Os 58º Rifles de Vaughan (10 Frontier Force) atacando uma posição alemã na França em novembro de 1914.O 20º Cavalo de Deccan após a Batalha de Bazentin Ridge.

Livro: Honra e Fidelidade: Contribuição Militar da Índia para a Grande Guerra, 1914-1918

Autor: Amarinder Singh



Editores: Livros Roli



Páginas: 432

Preço: Rs 595



No período que antecedeu o centenário da Primeira Guerra Mundial, livros foram despejados de impressoras na Grã-Bretanha, na América e em outros lugares. É seguro presumir que a enchente continuará inabalável pelos próximos quatro anos. Na Índia, entretanto, quase não houve ondulação. Nossa contribuição para a redação da guerra em seu centenário parece inversamente proporcional ao papel desempenhado pela Índia na própria guerra. Grande parte do problema é a falta de interesse entre os historiadores profissionais da Índia. O fato de que mais de um milhão de indianos lutaram ao lado do império britânico torna-o um assunto incompatível; Historiadores do sul da Ásia de todos os matizes estão mais interessados ​​nas pessoas que resistiram ao poder imperial do que naqueles que colaboraram com ele.

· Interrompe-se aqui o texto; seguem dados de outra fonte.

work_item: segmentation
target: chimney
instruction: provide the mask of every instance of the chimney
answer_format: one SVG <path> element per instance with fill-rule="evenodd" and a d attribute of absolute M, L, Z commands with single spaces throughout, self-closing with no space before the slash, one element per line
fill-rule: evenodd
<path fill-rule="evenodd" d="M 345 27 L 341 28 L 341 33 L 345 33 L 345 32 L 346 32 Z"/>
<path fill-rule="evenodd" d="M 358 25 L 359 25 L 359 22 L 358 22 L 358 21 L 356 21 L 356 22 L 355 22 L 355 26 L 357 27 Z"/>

Neste campo histórico inativo, o volume de Amarinder Singh é uma contribuição oportuna e bem-vinda. Singh não é apenas um político ativo, mas também um ex-oficial militar de um regimento que participou da guerra e também autor de outros livros sobre história militar. O livro é muito mais uma história militar tradicional - cobrindo as várias campanhas em que o exército indiano lutou. No entanto, ele fornece um relato útil do exército indiano na guerra.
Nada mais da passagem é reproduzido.